What about secureos.bin
Remember at the start of this post, I mentioned that there is a file in the floppy image titled secureos.bin? How does it relate to this challenge? I snooped around the code and found that before doing this BIOS check, it actually loads this file into memory. It then decrypts it using contents of the BIOS as a symetric key and stores the decrypted file at 0x8000:0x0000. If the BIOS check that we reversed succeeds, It then jumps to 0x8000:0x0000, thus executing the code that was in the encrypted file. So this BIOS check is a nice way to inform that the file was decrypted correctly.
Conclusions … for now
This was an amazing crackme, I had a blast solving it.

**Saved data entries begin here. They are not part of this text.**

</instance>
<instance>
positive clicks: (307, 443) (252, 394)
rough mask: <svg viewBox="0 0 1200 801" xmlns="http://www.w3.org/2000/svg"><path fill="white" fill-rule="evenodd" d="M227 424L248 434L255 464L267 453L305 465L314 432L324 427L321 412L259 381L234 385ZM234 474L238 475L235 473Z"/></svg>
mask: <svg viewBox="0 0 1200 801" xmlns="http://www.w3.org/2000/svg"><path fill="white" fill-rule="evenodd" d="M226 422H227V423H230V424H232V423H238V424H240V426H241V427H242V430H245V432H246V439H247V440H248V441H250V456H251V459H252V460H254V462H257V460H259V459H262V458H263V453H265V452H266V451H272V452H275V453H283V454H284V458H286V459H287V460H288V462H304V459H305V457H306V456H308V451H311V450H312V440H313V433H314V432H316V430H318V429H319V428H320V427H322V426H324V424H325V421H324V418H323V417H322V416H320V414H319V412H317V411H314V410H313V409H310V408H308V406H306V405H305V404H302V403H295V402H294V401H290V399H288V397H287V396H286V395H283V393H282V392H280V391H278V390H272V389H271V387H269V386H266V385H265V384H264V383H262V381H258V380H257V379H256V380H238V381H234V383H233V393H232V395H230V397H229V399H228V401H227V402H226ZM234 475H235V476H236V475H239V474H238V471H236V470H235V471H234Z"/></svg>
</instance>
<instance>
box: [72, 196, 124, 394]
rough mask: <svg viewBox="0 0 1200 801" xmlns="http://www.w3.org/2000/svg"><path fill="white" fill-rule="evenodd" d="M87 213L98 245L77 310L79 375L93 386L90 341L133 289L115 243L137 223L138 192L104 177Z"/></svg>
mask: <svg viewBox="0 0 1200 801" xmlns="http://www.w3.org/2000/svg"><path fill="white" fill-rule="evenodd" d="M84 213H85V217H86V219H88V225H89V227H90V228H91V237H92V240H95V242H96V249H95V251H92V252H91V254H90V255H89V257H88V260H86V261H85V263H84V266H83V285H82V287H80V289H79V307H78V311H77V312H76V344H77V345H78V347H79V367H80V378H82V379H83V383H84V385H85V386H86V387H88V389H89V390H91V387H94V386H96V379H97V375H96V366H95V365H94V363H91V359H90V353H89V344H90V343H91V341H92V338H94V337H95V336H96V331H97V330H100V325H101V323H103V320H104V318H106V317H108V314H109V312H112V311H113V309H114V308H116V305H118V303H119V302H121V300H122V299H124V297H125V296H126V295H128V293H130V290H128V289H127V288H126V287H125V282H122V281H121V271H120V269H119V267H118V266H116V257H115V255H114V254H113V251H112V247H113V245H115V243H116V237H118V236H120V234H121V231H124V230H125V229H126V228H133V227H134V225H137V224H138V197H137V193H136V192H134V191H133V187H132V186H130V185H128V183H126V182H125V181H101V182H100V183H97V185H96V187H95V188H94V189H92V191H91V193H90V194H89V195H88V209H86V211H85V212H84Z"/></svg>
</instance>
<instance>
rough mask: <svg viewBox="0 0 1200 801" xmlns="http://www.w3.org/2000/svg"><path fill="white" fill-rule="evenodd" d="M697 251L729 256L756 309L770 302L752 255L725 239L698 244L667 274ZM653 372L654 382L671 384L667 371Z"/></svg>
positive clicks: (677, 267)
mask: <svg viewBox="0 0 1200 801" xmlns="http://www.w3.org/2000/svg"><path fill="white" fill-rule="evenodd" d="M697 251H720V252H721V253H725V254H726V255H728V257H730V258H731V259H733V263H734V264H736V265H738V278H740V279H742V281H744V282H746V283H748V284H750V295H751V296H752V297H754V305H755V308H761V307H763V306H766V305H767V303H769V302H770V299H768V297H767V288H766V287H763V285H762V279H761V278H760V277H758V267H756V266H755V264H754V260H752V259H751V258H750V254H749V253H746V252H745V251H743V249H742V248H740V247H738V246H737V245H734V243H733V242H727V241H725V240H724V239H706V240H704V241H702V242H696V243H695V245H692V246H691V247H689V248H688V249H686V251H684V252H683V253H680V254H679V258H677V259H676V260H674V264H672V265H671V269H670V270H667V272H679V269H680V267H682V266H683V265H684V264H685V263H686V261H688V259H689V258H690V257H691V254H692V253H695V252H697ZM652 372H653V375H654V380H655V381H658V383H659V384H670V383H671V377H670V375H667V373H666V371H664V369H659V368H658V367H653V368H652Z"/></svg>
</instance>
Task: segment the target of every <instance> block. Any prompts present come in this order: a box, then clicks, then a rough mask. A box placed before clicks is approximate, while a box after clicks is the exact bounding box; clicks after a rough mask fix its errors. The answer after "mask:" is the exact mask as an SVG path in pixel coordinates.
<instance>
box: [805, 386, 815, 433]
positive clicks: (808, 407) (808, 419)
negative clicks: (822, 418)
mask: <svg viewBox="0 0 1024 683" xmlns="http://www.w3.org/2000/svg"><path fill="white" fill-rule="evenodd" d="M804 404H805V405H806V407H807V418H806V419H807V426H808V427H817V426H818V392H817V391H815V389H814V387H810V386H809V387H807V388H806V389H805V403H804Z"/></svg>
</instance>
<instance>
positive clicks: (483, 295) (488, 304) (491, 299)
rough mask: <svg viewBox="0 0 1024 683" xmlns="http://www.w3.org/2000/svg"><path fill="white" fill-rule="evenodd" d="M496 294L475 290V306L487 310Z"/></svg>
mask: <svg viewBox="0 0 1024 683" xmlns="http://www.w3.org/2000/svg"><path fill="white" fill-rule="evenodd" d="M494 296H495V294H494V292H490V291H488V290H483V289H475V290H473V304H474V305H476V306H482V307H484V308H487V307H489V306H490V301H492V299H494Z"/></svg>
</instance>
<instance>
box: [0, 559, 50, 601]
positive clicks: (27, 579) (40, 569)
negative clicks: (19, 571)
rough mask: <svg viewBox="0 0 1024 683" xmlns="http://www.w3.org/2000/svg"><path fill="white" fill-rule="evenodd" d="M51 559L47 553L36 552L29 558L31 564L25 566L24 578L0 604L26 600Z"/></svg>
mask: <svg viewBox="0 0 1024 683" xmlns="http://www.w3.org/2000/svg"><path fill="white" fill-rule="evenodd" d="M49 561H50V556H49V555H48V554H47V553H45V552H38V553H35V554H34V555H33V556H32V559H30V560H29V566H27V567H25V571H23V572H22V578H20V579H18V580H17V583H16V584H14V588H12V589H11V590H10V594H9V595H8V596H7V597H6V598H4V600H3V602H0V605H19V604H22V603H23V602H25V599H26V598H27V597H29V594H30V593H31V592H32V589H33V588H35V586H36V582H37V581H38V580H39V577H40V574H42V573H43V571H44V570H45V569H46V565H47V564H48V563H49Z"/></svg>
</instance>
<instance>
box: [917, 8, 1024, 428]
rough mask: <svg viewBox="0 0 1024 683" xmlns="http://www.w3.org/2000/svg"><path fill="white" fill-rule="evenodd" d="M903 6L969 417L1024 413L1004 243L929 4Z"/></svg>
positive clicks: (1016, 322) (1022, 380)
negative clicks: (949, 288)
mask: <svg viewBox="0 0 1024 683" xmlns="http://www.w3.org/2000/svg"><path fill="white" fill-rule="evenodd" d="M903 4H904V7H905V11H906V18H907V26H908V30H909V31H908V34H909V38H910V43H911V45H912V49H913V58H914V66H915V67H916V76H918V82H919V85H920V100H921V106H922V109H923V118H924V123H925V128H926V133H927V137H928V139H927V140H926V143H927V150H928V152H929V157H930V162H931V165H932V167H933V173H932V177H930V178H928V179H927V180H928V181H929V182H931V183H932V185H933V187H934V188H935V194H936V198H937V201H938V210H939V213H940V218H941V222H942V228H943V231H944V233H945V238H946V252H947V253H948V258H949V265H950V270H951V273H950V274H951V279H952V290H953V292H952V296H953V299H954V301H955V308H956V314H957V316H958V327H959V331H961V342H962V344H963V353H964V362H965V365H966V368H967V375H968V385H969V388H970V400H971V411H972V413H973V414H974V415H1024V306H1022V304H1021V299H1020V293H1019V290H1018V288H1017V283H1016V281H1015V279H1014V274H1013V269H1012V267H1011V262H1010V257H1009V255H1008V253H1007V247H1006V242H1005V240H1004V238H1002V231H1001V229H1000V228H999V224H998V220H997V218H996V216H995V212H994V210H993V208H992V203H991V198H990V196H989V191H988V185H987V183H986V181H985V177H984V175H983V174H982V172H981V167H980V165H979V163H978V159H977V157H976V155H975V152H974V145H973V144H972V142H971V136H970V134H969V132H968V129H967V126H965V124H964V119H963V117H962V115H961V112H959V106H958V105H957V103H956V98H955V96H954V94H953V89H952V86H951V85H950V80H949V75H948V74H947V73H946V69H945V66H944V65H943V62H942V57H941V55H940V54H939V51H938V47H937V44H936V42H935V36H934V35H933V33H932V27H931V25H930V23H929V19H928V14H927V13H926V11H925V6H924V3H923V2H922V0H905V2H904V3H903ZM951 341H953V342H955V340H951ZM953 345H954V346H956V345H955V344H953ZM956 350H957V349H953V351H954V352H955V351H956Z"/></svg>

At the start, I basically knew nothing about boot sector code and barely had a grasp of segmented memory addressing. After solving this, I feel much more competent in my ability to read and understand Real Mode code. But I am not done with this challenge. My friend mentioned that there is still some fun to be had with the cryptography algorithm that is used to decrypt secureos.bin, so I set myself a challenge - write a script that decrypts the binary and packages it into another floppy image which can boot on any machine (or emulator). Stay tuned for part 2.
And of course massive thanks to my friend Alex for not only making this challenge, but also providing me hints how to solve it and even for helping me write this article.